Technology consultancy Arc90 has released a simple tool that will work in any modern web browser and makes reading online a whole new experience. The tool is called Readability and it performs a simple task, removing the clutter from almost any web page, leaving only the featured content. The resulting page is cleanly formatted and easy to read. You even get to choose the fonts, margin spacing and general layout. For example:
Readability is extremely easy to install and use. Follow the steps on their installation page (watch the video first, if you like) to place their bookmarklet on your browser’s toolbar. Then, whenever you’re on a page that you want to really read – not just skim – click the bookmarklet and Readability de-clutters the page. It can even remove the distraction of inline text links, by moving them all to footnotes at the bottom of the content. When you’re done, click the “Reload Original Page” button and the page is restored to its original state.
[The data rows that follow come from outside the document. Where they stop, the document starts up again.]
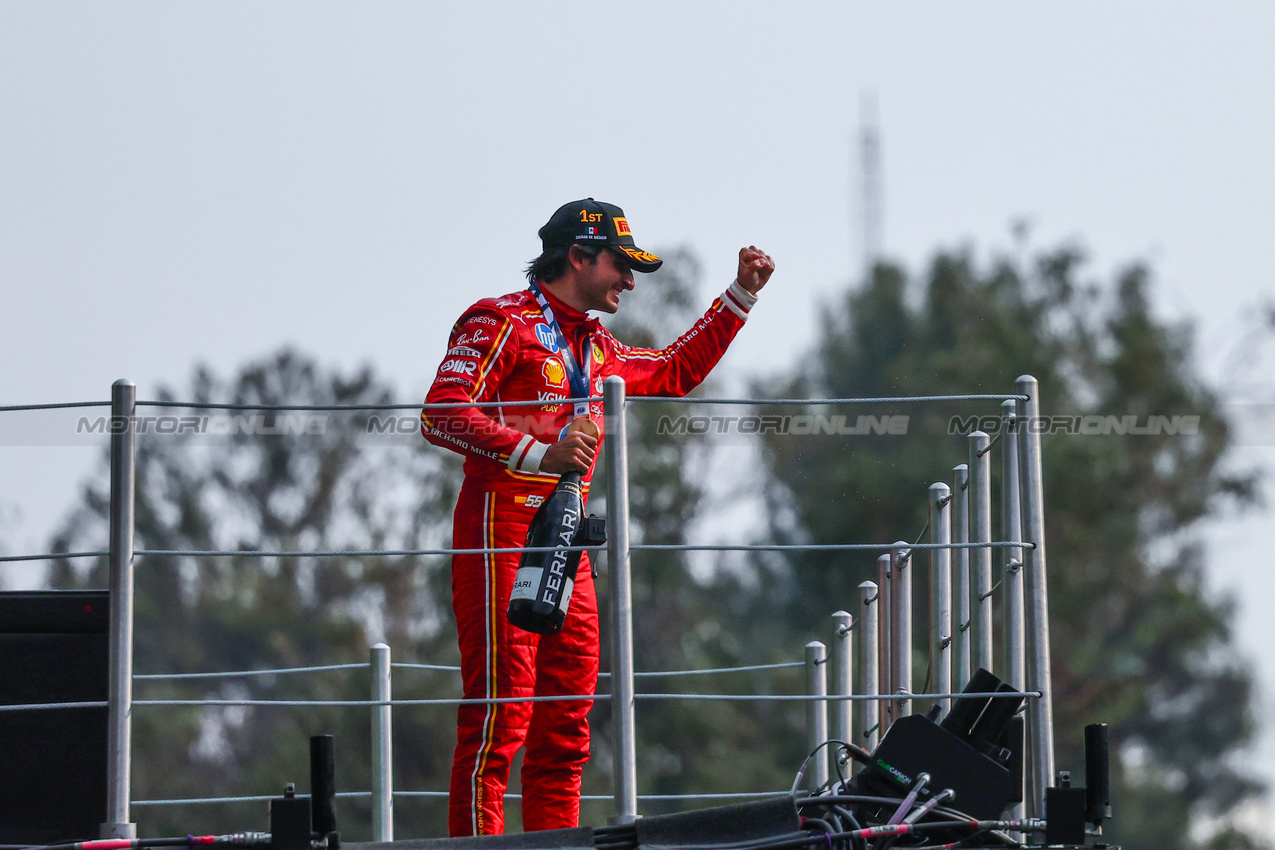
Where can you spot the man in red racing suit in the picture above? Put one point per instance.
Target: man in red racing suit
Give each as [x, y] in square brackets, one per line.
[504, 351]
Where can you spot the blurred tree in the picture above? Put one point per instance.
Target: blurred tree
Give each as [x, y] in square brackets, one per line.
[281, 481]
[1137, 640]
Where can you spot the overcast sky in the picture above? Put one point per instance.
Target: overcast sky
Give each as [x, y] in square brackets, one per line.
[195, 181]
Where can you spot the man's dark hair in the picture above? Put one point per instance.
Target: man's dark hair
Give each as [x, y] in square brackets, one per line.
[552, 264]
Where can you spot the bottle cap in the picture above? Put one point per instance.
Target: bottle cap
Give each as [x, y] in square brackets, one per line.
[587, 426]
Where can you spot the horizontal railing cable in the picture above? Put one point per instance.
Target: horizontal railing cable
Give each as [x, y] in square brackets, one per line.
[907, 399]
[449, 668]
[56, 405]
[588, 798]
[462, 701]
[338, 408]
[636, 547]
[443, 551]
[446, 405]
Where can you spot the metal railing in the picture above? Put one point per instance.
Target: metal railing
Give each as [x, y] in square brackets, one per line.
[871, 681]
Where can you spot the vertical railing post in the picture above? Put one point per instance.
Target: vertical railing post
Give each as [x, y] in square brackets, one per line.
[1035, 594]
[867, 713]
[961, 669]
[621, 600]
[981, 532]
[885, 640]
[840, 684]
[816, 713]
[1011, 530]
[383, 746]
[900, 660]
[119, 734]
[941, 591]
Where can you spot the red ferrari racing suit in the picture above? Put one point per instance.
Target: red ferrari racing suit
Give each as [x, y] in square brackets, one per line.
[502, 351]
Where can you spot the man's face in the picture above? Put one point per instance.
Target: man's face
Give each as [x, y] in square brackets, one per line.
[603, 279]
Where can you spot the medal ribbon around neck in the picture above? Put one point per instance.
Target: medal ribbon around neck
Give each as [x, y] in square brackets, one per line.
[576, 377]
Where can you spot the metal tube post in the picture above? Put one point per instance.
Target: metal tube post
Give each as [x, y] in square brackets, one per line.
[941, 591]
[1011, 529]
[621, 600]
[900, 660]
[885, 637]
[1035, 595]
[840, 684]
[119, 733]
[867, 715]
[383, 747]
[961, 669]
[816, 713]
[981, 532]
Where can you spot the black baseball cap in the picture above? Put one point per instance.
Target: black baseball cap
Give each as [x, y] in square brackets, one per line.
[592, 222]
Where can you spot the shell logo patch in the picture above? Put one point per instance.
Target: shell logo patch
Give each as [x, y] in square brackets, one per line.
[546, 337]
[553, 371]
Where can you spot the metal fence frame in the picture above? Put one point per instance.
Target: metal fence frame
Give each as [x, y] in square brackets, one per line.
[871, 669]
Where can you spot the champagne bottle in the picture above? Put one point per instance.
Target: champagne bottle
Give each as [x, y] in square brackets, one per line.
[545, 580]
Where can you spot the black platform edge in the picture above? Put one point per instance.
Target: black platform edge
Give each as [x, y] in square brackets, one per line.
[55, 612]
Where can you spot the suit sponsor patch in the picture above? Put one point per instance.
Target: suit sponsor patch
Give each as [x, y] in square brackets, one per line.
[459, 366]
[553, 371]
[547, 338]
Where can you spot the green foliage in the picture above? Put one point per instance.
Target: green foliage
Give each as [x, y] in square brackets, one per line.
[1137, 642]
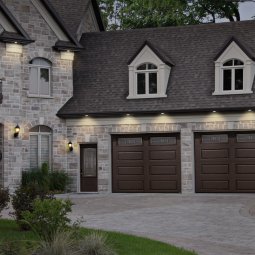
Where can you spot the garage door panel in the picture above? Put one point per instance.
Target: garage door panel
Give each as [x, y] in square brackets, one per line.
[164, 170]
[214, 153]
[245, 153]
[130, 155]
[130, 170]
[165, 155]
[225, 169]
[215, 169]
[215, 185]
[152, 167]
[245, 169]
[163, 185]
[245, 185]
[132, 185]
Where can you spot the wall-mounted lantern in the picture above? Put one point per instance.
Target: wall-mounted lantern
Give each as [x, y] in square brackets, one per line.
[70, 146]
[16, 132]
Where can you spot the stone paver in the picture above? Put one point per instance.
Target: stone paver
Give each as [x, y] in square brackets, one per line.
[214, 224]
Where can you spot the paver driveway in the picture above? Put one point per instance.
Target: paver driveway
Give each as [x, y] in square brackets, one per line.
[214, 224]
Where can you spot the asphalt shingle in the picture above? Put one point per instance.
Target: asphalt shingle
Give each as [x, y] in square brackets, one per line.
[101, 70]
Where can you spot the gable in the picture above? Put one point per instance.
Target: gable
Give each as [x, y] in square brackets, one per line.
[11, 30]
[78, 20]
[234, 49]
[66, 41]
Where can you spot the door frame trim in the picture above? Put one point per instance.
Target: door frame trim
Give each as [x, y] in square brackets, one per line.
[86, 145]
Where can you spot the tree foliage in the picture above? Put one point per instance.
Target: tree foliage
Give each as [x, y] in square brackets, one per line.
[127, 14]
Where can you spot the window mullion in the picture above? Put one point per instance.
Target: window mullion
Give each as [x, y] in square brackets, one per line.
[39, 150]
[38, 81]
[147, 83]
[233, 79]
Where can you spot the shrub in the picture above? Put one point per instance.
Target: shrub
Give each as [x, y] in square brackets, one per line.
[4, 198]
[95, 243]
[62, 243]
[46, 180]
[23, 199]
[58, 181]
[12, 248]
[48, 217]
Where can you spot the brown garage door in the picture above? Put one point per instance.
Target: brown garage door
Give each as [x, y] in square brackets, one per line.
[146, 163]
[225, 162]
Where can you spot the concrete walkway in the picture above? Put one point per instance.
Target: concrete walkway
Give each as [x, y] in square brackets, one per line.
[214, 224]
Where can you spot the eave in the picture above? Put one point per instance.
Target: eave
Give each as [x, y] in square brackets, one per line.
[152, 113]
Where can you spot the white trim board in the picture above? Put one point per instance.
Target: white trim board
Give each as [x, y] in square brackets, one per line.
[162, 119]
[6, 24]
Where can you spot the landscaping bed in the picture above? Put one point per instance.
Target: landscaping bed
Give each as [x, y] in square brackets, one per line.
[122, 243]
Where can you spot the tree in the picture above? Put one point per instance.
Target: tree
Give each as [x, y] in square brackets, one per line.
[127, 14]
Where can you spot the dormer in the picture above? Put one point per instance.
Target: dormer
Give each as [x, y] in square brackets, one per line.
[234, 70]
[149, 72]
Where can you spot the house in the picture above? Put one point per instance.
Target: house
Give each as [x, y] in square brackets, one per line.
[148, 110]
[164, 110]
[37, 47]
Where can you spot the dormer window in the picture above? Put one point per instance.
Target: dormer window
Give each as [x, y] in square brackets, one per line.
[147, 79]
[233, 75]
[149, 72]
[234, 70]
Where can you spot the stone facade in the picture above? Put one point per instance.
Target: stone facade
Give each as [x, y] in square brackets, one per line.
[82, 132]
[18, 108]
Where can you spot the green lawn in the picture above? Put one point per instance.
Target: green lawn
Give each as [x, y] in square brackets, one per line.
[123, 244]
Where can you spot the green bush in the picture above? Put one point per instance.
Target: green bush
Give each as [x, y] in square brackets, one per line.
[63, 243]
[4, 198]
[48, 217]
[95, 243]
[23, 199]
[12, 248]
[55, 181]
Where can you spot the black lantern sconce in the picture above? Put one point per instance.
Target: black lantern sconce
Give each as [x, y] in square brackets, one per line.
[70, 146]
[17, 130]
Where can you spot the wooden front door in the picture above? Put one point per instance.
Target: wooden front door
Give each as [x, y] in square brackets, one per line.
[88, 171]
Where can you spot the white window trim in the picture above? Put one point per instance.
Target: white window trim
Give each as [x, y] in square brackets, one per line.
[39, 67]
[147, 82]
[146, 55]
[39, 135]
[233, 51]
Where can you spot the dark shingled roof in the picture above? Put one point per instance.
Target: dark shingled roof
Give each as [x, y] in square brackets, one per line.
[20, 36]
[101, 71]
[72, 11]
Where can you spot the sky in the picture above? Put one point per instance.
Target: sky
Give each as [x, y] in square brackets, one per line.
[247, 10]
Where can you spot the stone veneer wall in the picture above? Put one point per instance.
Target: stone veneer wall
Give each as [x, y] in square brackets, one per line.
[17, 107]
[101, 135]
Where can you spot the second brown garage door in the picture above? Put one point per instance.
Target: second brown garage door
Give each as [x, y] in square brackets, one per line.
[146, 163]
[225, 162]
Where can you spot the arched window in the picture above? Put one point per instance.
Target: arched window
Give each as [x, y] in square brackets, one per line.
[146, 79]
[233, 78]
[40, 146]
[40, 77]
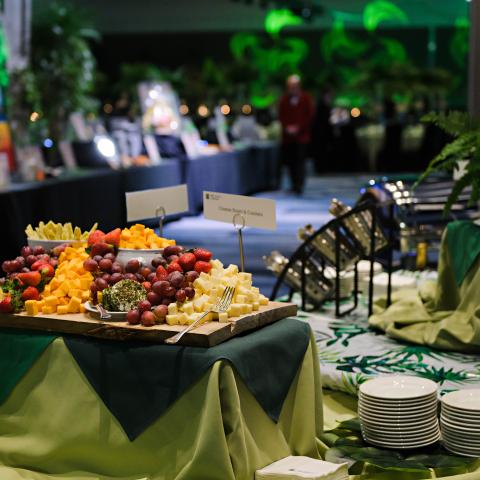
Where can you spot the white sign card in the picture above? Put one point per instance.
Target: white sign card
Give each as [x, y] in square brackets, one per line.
[145, 203]
[257, 212]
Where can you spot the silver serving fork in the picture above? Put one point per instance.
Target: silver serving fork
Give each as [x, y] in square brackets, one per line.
[220, 306]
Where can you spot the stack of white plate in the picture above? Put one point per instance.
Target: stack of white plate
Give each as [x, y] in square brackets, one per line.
[398, 411]
[460, 422]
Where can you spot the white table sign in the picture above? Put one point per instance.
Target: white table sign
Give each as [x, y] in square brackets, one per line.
[146, 203]
[257, 212]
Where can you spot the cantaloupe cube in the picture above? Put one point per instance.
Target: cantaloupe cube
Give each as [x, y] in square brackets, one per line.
[51, 301]
[74, 305]
[31, 306]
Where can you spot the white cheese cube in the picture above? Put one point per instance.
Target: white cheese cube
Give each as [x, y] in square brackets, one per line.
[188, 308]
[223, 317]
[172, 319]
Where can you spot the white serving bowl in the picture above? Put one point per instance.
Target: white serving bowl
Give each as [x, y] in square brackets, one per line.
[145, 257]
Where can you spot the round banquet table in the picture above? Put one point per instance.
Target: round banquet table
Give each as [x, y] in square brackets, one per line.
[54, 425]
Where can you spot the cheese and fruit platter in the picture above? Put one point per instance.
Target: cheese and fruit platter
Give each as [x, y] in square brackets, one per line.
[128, 284]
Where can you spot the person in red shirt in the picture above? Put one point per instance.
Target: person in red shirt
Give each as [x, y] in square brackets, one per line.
[295, 112]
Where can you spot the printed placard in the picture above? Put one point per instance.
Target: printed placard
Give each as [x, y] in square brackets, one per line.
[144, 203]
[257, 212]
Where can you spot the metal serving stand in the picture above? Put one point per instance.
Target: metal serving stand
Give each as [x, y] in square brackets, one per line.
[305, 269]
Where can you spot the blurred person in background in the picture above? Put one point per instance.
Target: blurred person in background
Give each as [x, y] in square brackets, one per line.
[296, 111]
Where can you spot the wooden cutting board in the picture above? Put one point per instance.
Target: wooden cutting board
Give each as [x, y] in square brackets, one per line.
[207, 335]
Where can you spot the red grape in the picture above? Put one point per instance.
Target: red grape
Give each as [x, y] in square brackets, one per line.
[117, 267]
[38, 250]
[154, 298]
[101, 283]
[172, 250]
[157, 261]
[160, 312]
[105, 265]
[176, 279]
[144, 305]
[169, 292]
[145, 271]
[148, 319]
[189, 292]
[160, 287]
[115, 277]
[15, 265]
[90, 265]
[181, 296]
[26, 251]
[152, 277]
[31, 259]
[133, 317]
[132, 266]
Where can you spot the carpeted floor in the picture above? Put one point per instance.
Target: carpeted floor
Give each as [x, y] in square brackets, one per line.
[292, 212]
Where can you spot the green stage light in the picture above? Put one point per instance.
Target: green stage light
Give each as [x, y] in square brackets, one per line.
[380, 11]
[275, 20]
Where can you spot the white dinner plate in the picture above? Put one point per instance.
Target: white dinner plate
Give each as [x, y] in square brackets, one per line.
[467, 399]
[397, 425]
[403, 445]
[411, 436]
[116, 316]
[470, 414]
[470, 419]
[394, 416]
[466, 440]
[394, 408]
[399, 401]
[466, 429]
[398, 387]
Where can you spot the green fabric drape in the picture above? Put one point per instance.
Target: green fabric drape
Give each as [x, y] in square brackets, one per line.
[463, 239]
[382, 464]
[19, 350]
[444, 315]
[129, 373]
[53, 425]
The developer of Readability, Richard Ziade, was interviewed recently on Rebooting the News, where he explained that developing the technology to correctly identify the featured content on a page and remove everything else was much more difficult than it looks. He started the project in his spare time to meet his own need to reduce the level of distraction that he knew was interfering with his online reading comprehension. The whole program is well worth listening to.
Our special guest is the developer of the Readability plug-in, Richard Ziade. He’s a partner in arc90, a strategic consulting and software development firm. Recently, his product was in the news because Apple’s Safari browser incorporated it, as Dave explained in a post at scripting.com. (It would be a good idea to read that post before listening.)
It’s a great tool and I’ve been using it a lot but here’s a question that needs to be asked of readers: If you get to control the viewing experience and choose to ignore the ads and other bumpf (and who wouldn’t?), what responsibility do you have to replace the revenue that those ads bring in for the publisher? And conversely, if the readers are voting with their feet and turning off the ads, how can publishers change their content and revenue models, in order to attract readers who are willing to support them? These are questions that all media companies have been grappling with and programs like Readability (and the new Safari 5 browser, which has similar functionality built in) simply shines a brighter light on how our online consumption has changed the media landscape.
Yeah, the algorithm for weighting the objects based on inner tag types is really impressive. I wish I had thought of that :).
This is also a god-send for web scraping. I've implemented it in several projects after porting it. Props to Arc90.